と、ここまで書いて、心配になって調べてみたら、2021年にメアリ・デイリー(Mary Daly)という女性のフェミニズム神学者が加わって、「10の理論」第四版になっていた。買い直すにはつらい値段。
ざっとメアリ・デイリーについて調べてみると、フェミニズム神学者の先駆者で、カトリック教会の中の性差別の問題を主に扱っていたという。すでに2010年に亡くなっている。
これが加わった最新版が2021年に出されたことは理解できる。女性差別の問題が先進諸国でさえ解決されているようでされていないことが社会的に顕在化しているのがここ5、6年の状況であることは論を俟たない。比較的差別が少ないと考えられている欧米でもそうなのだから、世界でも有数のジェンダー意識後進国である日本の惨状はいうまでもない。
宗教の中の女性差別について考える機会は多いのだけど、個人的にはこういう学問的な話に広がりが欠けているのは如何ともし難い。
だが、しかし、このシリーズの本の話を書こうと思ったことで、この知識に得られたことはよしとしておこう。とりあえず書いてみることは悪いことではない。楽屋話をすべて明かす必要はないのだけど。
話が逸れた。
とりあえず、「九つの理論」として、話を続けると、八番目として九人目にウェーバーが加わったというのがなんとも不思議な、というより、不当な感じだ。ウェーバーの主著は『宗教社会学』なのである。
もとの八人がマルクスを除くと、人類学の系統であることがその理由の一端を示しているのかもしれない。社会学系統のウェーバーに対する著者の関心がさほど強くなかったということもあったのだろう。ウェーバーは欧米では下火になっていた時期が結構長かったという話も聞いている。日本人のウェーバー好きは偏愛とさえ言われているようなところがある。しかし、まあ、それは今回は問わない。実のところ、この本が今回の主役ではないからだ。「九つの理論」を辿ろうという話でもない(「看板に偽りあり」と言われかねないが、一応、最後に筋は通るだろうと思う)。
日本語で書かれる宗教学の入門書は、こうした本に書かれている内容を分解して、整理しなおして、瑣末な部分を削ぎ落としてコンパクトにまとめられている場合が多い。大学の学部で用いられるようなものでも例外ではない。というより、それが日本の「入門書」なのである。どの分野でも似たようなものだろう。九つの理論が一冊かけて解説されている本は多分ない。
そういうところから話が始まっていると、知識の世界を進んで行く道は当初から細く、それがさらにどんどん細くなり、そこに専門の細分化が加わると、視野は否が応でも狭くなる。
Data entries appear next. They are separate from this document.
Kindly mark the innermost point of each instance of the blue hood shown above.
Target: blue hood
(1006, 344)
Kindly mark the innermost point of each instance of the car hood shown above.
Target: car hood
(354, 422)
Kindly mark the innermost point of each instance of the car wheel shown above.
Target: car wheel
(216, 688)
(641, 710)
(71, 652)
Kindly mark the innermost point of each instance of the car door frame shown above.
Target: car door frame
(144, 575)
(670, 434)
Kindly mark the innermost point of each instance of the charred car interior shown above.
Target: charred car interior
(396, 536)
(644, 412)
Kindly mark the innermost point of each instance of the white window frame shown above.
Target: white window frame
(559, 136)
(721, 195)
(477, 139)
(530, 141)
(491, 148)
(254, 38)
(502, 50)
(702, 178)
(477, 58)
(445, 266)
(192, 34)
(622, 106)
やがて、何かのきっかけで周囲を見渡すと、自分がとんでもなく細いロープの上を綱渡りしているのではないかという現状に気づく。
そうであれば、最初からごちゃごちゃした話の中を進んで行く方がいいんじゃないかと思う。まあ、簡潔なものとバランスをとるのが無難な正解ではあるのだけど、ごちゃごちゃを避けるのが最近の傾向だ。避けたい人は避ければよい。まあ、そういう人はその道をそんなに奥まで進んではいかないのだろうけど。
話は逸れているようで、逸れていない。
前に、ブライアン・モーリスという人の比較宗教学の本がヘーゲルから始まっているという話をした。
なぜ宗教研究の話をヘーゲルから始めているかというと、ヘーゲルはカントの直後に位置づけられるからだろう。カントの前にはドイツ・ロマン主義と啓蒙主義がある。
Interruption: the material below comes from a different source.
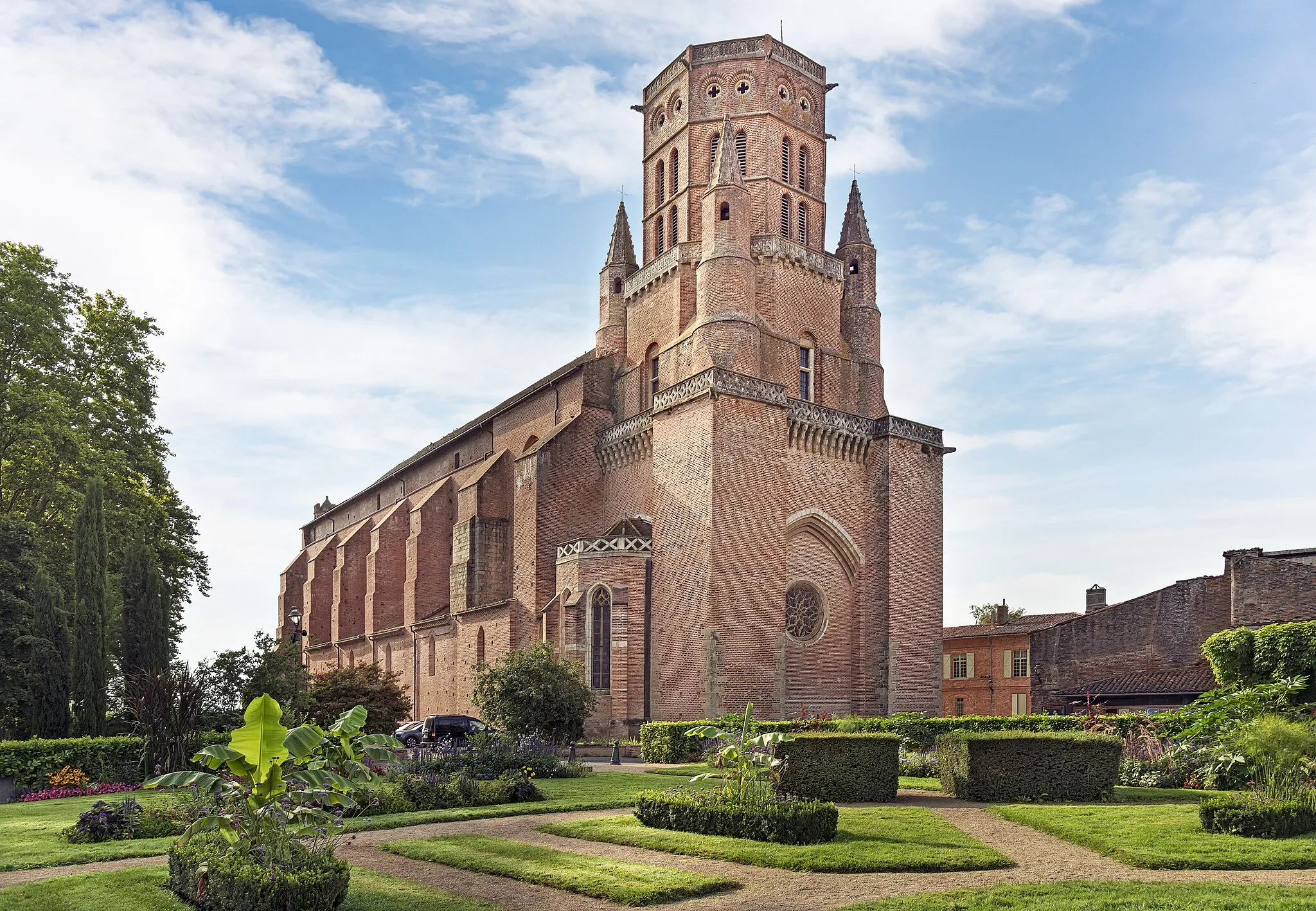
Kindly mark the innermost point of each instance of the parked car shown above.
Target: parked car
(409, 732)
やや簡単すぎるが、啓蒙主義における世界の二元論的分析、ドイツ・ロマン主義における世界の肯定、そして、カントにおける人間精神の自由。この3つの前提に立って、ヘーゲルは自らの世界理解を展開したと考えられる。
啓蒙主義、ドイツ・ロマン主義、カントを辿っていくとき、そこに見えてくるのはキリスト教神学の希薄化の過程が見えてくる。カントの『純粋理性批判』あるいは『実践理性批判』がその点では決定的であった。
カントはキリスト教信仰を強くもっていたから神を否定してはいないということになっているが、西洋思想において、キリスト教の神が決定的に臨終期に入ったのはカントにおいてであり、レトリックとしてはニーチェにおいて「神は死ぬ」。
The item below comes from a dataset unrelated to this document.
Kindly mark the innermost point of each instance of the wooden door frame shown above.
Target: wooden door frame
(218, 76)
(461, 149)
啓蒙主義の時代にキリスト教は他の宗教と相対的に位置づけられるようになるが、まだ強烈に中心的な位置を与えられていた。つまり、世界は人間の精神世界も含めて、キリスト教の神によって説明されるという考え方はまだ当然のようにみられていたが、人間の精神世界をキリスト教の神から切り離しても大した問題はないということをカントは結果的に示した。
カントの精神思想史的な位置づけは、彼がどのようなキリスト教信仰を持っていたかとは無関係になされるものだ。人間の自由意志を強調したのはカントが初めてではないとしても、思想史的に決定的な意味を持ちはじめたのはカントにおいてであり、カントがいなくてはニーチェは登場しない。
もっとも、ニーチェにおいて死ぬのはキリスト教の神だけではない。ニヒリズムまで行くと、結局は汎神論的な思想が頭をもたげてくることになるが、ここでの話題は超えてしまうので、やめておこう。
つまるところ、キリスト教の神を捨て去らないまま、それを中心に鎮座させることなく、世界を探求する環境がカントにおいて、整っていたという前提で、ヘーゲルを出発点としてはどうかというのが、ブライアン・モーリスの着想なのである。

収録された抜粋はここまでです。